HTTPS Everywhere Firefox addon helps you encrypt web traffic
Today the EFF and the Tor Project are launching a public beta of a new Firefox extension called HTTPS Everywhere.
This Firefox extension was inspired by the launch of Google's encrypted search option. We wanted a way to ensure that every search our browsers sent was encrypted, including the search box and URL bar features. At the same time, we were also able to encrypt most or all of the browser's communications with other popular sites that support SSL, but don't provide it by default.
This tends to work more effectively than NoScript because many sites on the web offer some limited support for encryption over HTTPS, but make it difficult to use. For instance, they may not offer all pages and applications via HTTPS, or may only allow HTTPS activity via alternate subdomains that require URL rewriting and redirection. In particular, Google's SSL search and Wikipedia both require rather complex URL rewriting and exception filters to work properly.
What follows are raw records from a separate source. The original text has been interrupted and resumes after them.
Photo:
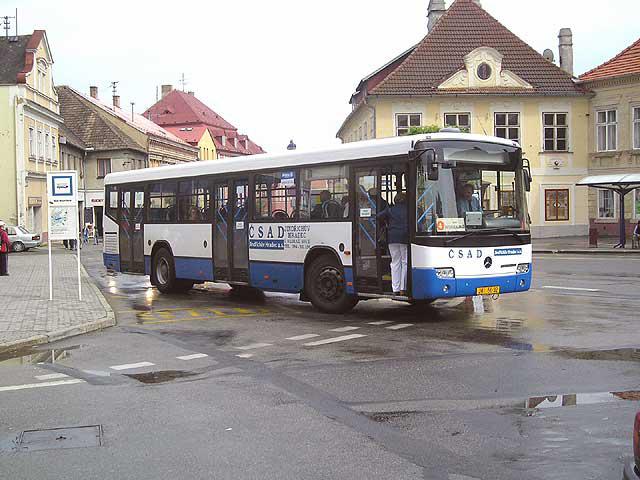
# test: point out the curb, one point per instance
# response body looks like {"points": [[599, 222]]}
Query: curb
{"points": [[619, 252], [108, 321]]}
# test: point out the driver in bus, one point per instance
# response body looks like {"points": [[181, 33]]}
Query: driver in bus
{"points": [[467, 202]]}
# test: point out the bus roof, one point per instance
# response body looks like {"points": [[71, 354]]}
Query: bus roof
{"points": [[386, 147]]}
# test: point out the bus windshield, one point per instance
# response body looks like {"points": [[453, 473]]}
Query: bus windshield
{"points": [[480, 186]]}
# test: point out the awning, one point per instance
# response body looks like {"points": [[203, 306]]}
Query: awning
{"points": [[616, 181], [622, 183]]}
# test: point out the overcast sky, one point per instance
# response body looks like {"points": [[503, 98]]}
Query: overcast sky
{"points": [[281, 69]]}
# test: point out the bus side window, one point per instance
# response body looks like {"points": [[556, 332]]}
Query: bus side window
{"points": [[325, 193], [275, 195]]}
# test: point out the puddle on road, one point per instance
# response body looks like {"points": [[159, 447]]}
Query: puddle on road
{"points": [[160, 376], [616, 354], [32, 355], [575, 399]]}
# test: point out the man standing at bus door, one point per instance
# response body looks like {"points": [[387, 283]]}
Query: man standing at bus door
{"points": [[5, 245], [466, 200], [398, 234]]}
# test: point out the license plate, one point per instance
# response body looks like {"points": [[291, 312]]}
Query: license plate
{"points": [[488, 290]]}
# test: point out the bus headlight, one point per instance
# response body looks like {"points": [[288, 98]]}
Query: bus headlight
{"points": [[445, 273]]}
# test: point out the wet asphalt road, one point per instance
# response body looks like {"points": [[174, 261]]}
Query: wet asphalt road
{"points": [[211, 385]]}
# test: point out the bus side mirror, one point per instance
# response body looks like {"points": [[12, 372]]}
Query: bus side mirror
{"points": [[429, 159]]}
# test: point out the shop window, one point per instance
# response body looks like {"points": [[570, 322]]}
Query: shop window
{"points": [[556, 205]]}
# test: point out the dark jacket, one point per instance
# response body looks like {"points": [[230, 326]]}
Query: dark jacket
{"points": [[397, 226]]}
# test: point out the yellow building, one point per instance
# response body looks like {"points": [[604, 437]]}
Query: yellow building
{"points": [[471, 72], [614, 136], [29, 124]]}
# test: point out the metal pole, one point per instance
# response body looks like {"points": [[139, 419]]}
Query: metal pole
{"points": [[50, 261], [79, 247], [623, 233]]}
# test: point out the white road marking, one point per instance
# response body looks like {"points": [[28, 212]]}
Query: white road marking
{"points": [[399, 326], [129, 366], [334, 340], [11, 388], [344, 329], [192, 356], [251, 346], [304, 337], [51, 376], [572, 288]]}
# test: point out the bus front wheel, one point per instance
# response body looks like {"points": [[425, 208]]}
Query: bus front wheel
{"points": [[326, 287], [164, 274]]}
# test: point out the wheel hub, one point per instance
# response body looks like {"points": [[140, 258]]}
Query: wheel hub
{"points": [[330, 283]]}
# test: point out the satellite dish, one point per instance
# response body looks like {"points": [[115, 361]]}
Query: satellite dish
{"points": [[548, 55]]}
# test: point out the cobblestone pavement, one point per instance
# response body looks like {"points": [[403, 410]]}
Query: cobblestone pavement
{"points": [[26, 314]]}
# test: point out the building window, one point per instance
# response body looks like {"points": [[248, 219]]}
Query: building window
{"points": [[556, 205], [606, 204], [31, 151], [458, 120], [276, 195], [104, 167], [404, 121], [555, 132], [507, 125], [607, 130], [636, 128]]}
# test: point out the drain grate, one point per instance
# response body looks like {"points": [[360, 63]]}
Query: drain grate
{"points": [[59, 438]]}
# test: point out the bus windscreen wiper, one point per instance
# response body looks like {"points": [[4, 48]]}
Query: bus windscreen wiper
{"points": [[480, 232]]}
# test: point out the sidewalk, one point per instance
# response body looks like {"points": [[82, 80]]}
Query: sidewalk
{"points": [[27, 317], [581, 245]]}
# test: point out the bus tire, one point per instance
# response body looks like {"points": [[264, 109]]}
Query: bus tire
{"points": [[164, 272], [326, 286]]}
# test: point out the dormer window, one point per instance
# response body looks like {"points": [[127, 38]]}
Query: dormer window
{"points": [[484, 71]]}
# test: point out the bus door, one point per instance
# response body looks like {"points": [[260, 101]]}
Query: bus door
{"points": [[132, 229], [376, 189], [230, 248]]}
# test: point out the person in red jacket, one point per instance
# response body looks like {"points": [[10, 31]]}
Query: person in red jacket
{"points": [[5, 245]]}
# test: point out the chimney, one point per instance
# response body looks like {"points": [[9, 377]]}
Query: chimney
{"points": [[565, 47], [435, 11], [166, 89]]}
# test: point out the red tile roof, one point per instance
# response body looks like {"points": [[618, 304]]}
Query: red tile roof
{"points": [[178, 108], [187, 117], [463, 28], [626, 62]]}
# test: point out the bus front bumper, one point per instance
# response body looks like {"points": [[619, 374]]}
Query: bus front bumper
{"points": [[426, 285]]}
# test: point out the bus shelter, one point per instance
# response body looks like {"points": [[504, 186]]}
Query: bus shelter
{"points": [[622, 183]]}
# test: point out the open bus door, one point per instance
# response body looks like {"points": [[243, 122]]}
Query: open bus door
{"points": [[230, 248], [376, 188]]}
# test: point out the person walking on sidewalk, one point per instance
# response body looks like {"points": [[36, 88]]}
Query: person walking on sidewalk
{"points": [[398, 236], [5, 245]]}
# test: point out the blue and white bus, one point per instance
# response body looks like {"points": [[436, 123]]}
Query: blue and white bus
{"points": [[307, 222]]}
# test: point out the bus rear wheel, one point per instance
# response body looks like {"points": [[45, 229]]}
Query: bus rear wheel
{"points": [[164, 274], [326, 287]]}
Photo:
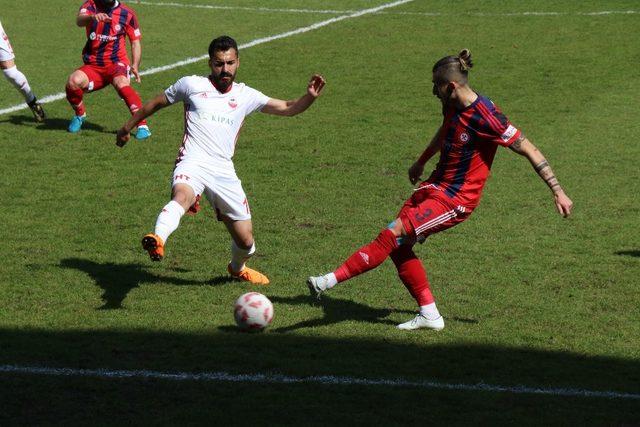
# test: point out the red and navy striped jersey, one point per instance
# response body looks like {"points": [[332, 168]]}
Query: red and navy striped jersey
{"points": [[469, 140], [106, 40]]}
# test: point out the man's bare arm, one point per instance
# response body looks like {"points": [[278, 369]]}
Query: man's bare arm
{"points": [[525, 148]]}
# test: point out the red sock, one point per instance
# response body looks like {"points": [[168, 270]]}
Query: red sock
{"points": [[74, 96], [132, 99], [367, 257], [412, 274]]}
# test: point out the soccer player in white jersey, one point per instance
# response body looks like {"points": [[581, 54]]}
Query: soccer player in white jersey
{"points": [[215, 109], [16, 78]]}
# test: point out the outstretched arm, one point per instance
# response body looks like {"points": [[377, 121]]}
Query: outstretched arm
{"points": [[296, 106], [150, 107], [84, 19], [416, 169], [525, 148]]}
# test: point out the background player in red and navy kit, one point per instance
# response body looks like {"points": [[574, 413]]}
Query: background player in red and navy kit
{"points": [[472, 129], [108, 23]]}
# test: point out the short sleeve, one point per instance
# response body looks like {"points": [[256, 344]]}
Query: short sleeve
{"points": [[133, 29], [177, 92], [497, 127], [87, 8], [256, 100]]}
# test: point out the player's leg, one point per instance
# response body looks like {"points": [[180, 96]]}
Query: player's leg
{"points": [[227, 197], [122, 83], [243, 247], [364, 259], [81, 80], [186, 186], [427, 216], [20, 82]]}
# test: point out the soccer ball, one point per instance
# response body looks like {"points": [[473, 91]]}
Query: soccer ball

HTTPS Everywhere should also perform more securely than DOM-based mechanisms such as the GreaseMoney-based SSL Certificates Pro and the Google Chrome-based KB Enforcer. These addons perform redirection at the DOM level, which causes many HTTP fetches to leak prior to the redirect to HTTPS.
We currently provide rule sets for Google Search, Wikipedia, Twitter, Facebook, The New York Times, The Washington Post, IxQuick, and many more popular sites. It is also possible to add user-defined rule files, and/or to submit rules to us for inclusion in future versions.
Note that some of these sites still include a lot of content from third party domains that are not available over HTTPS. As always, if the browser's lock icon is broken or carries an exclamation mark, you may remain vulnerable to adversaries that use active attacks or traffic analysis to compromise your privacy and security.